In Aceh, church leaders must obtain permission from the local government if they want to hold Sunday services in tents. One of the torched churches, the Indonesian Christian Church (HKI), has recently been given a permit to do so.
A general sentiment of despair and disbelief looms over the Singkil villagers in Aceh. One of the Christians whose church was demolished on 19 Oct. said: “The church had been here for such a long time. Our government should have paid attention to churches with large congregations. Where will we go for services now?”
“I have lost my hope for a better Indonesia,” said a Muslim woman, who converted to Islam from Christianity after she married a Muslim, and wished to remain anonymous. “They who call themselves government and religious organisations have destroyed one beautiful thing: the garuda,” she said referring to the country’s symbol of harmony in diversity in the form of a mythical bird called “garuda”.
She said Christians and Muslims had lived in harmony for decades and respected each other’s faiths before the incident.
“But now, everything’s different,” she said. “Muslim neighbours wouldn’t pass by the church debris or even glance at their Christian neighbours. I don’t know if our relationship could ever go back to the way it used to be.”
Today, our Indonesian contacts shared with Voice of the Persecuted,
After the goverment of Aceh singkil demolished churches 2 months ago, Christians tried to build blue tents so they can still do Sunday services and to pray to God. Today, Aceh singkil government also want to tear down these blue tents. Dear friends, please help pray for christians in Aceh..the decision is tomorrow.
In 2006, the controversial Joint Rules set by the Minister of Religious Affairs and the Minister of Home Affairs No. 8 and No. 9, demands states churches cannot be built without providing authorities with a list of names and signatures of 90 congregation members along with written support from at least 60 local residents and a village chief.

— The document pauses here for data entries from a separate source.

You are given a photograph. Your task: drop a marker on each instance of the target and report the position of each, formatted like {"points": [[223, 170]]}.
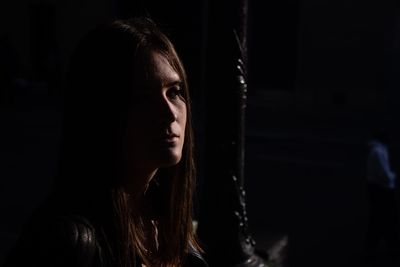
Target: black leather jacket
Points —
{"points": [[68, 240]]}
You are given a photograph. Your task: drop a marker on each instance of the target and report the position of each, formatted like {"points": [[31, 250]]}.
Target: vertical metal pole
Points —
{"points": [[223, 220]]}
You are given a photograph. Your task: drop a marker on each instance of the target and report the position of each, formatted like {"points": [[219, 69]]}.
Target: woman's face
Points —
{"points": [[156, 131]]}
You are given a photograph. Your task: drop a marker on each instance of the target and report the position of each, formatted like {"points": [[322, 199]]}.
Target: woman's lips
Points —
{"points": [[170, 138]]}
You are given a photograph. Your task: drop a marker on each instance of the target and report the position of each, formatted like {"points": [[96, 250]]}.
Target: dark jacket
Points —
{"points": [[52, 239]]}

This has made it nearly impossible, if at all, for religious minorities to collect the signatures of 60 people required for the permit, particularly if the signatures are needed from citizens whose religion differs from their own.
In October, a radical Muslim youth group, Aceh Youth Concerned for Islam held protests demanding alleged unlicensed churches be torn down by authorities. Many believe the government’s decision to destroy ten Christian churches came by pressure of Muslim fundamentalists. But Impatiently, Muslim extremists took actions into their own hands and instigated mob violence to destroy Christian buildings and threaten Indonesian believers. Police were deployed but unable to stop the violence as one authority reported they were outnumbered by a mob of 500-800 strong.
When hatred flared, more than 5000 Christians fled their communities and were displaced as internal refugees. Upon their return, they were pressured to agree with decisions and rules made by Muslims and the government of Aceh Singkil to receive protection.
It is the government’s duty to help in the registration for houses of worship. Note: Many Mosques are not registered, but are overlooked.
Despite growing intolerance and escalating persecution in the world’s largest Muslim-populated nation, the Church in Indonesia continues to grow.